Аристарх пришел в ярость, да такую, что даже покрылся красными пятнами.
– Ты когда-нибудь научишься отвечать за свои слова? – заорал он, отдирая ее руки от своей шеи. – Что я должен теперь узнать, что должен сделать?! Я уже сделал все, что мог…
Татьяна отступила на шаг и замерла в оцепенении, губы ее беззвучно шевелились, будто не могли выговорить то, что хотели. Наконец, это удалось.
– Так это, значит, ты…
– Нет, это ты! Только моими руками! Вы все делаете свои делишки нашими руками! Пишете доносы, заявления, стучите на соседа, родственника, сослуживца… И остаетесь хорошими! А мы оказываемся плохими!
Аристарх был вне себя. Оттолкнув жену с дороги, он прошел в комнату и, отказавшись от ужина, лег спать в гостиной, на диване, уткнувшись лицом в блестящую дерматиновую спинку.
– Предательство всегда хочется свалить на кого-то другого, это закон жизни, – послышался сзади знакомый и одновременно незнакомый голос. – И людишкам это удается! Предатели и палачи больше всего ненавидят предаваемых и казнимых людей – так им гораздо проще оправдывать свои действия… Доносчики получали от инквизиции индульгенции и спали спокойно, когда их родственников или соседей сжигали на кострах…
Что за черт! Он резко обернулся и сел. Посередине комнаты стояла Татьяна – бледная, напряженная, с распущенными, взлохмаченными волосами, в распахнутом халате, под которым проглядывало голое тело.
– И получается, что палачи невинны, а виноваты их жертвы, – сказала жена.
То есть, фраза прозвучала из ее уст, но в знакомый голос были вплетены совершенно чужие, металлические нотки – так вплетают проволоку в нагайку, и удар становится совсем другим – безжалостным и рассекающим плоть до кости.
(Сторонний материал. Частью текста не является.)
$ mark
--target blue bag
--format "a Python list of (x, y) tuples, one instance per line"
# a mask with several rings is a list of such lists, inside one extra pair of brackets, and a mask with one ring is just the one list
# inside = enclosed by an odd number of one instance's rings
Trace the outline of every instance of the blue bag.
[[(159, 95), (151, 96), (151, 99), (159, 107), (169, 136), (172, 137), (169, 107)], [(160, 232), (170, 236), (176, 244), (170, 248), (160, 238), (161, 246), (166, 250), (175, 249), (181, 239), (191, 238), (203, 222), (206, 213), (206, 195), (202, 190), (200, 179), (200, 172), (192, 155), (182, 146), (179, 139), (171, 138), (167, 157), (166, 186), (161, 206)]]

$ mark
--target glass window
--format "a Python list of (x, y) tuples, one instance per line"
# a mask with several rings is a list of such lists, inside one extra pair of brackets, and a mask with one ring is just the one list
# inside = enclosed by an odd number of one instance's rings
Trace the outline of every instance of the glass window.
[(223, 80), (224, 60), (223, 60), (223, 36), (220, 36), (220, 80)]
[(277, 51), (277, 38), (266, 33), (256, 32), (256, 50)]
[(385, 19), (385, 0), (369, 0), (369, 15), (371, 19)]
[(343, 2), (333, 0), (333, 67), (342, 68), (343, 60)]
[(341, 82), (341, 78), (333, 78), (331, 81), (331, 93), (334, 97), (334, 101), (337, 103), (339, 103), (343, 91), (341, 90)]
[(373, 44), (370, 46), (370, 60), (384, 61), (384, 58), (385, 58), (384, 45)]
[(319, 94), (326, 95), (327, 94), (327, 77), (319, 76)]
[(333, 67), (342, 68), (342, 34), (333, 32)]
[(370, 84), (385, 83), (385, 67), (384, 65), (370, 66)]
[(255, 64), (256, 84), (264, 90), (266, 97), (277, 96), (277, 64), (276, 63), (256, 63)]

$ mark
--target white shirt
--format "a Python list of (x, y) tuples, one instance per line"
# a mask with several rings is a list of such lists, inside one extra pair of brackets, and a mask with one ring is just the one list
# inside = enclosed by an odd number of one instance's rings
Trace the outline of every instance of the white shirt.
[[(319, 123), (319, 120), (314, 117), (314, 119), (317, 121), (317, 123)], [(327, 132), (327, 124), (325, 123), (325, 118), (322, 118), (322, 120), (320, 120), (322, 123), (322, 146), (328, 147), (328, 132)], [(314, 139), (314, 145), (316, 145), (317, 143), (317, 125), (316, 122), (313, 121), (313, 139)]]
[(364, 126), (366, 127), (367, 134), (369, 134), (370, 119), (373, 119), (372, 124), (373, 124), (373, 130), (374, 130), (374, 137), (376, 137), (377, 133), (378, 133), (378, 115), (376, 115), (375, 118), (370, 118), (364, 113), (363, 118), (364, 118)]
Татьяна не могла говорить того, что произносила: она никогда не увлекалась философскими изысканиями, не употребляла таких сложных оборотов, да и вряд ли знала слово «индульгенция», которым широко пользовались в ОГПУ: «Партбилет и высокая должность – не индульгенция от ответственности!»
И вид у нее был совершенно отсутствующий: остановившийся взгляд, застывшее лицо – как кукла в руках чревовещателя… И артикуляция была неестественной, как будто звуки шли изнутри, а не произносились ею самой.
– Но инквизиция казнила всего десять тысяч человек, а сколько уничтожило твое управление? И его подразделения на местах? Во имя чего? Я говорю не в осуждение, уничтожайте сколько хотите – мне просто любопытно!
Да, Татьяна Котик, она же Визжалова или Выезжалова, так говорить не могла…
– Во имя революционной идеи, – ответил Аристарх так, как его учили на занятиях по марксизму-ленинизму. – Во имя сохранения СССР. Идет классовая борьба…
Ответ был безукоризненно правильным и идейно выдержанным. Только кому он так удачно ответил, комиссар госбезопасности третьего ранга не знал.
– Я слышал такое объяснение совсем недавно: лет двадцать назад, – по-прежнему не своим голосом произнесла Татьяна, точнее, неизвестный чревовещатель мужского, судя по оборотам речи, пола. – Тогда истребление соплеменников инквизитор объяснил борьбой за Россию. И сказал, что красные зверствуют еще сильнее. Как я понимаю, он относился к белым, а ты – как раз к красным?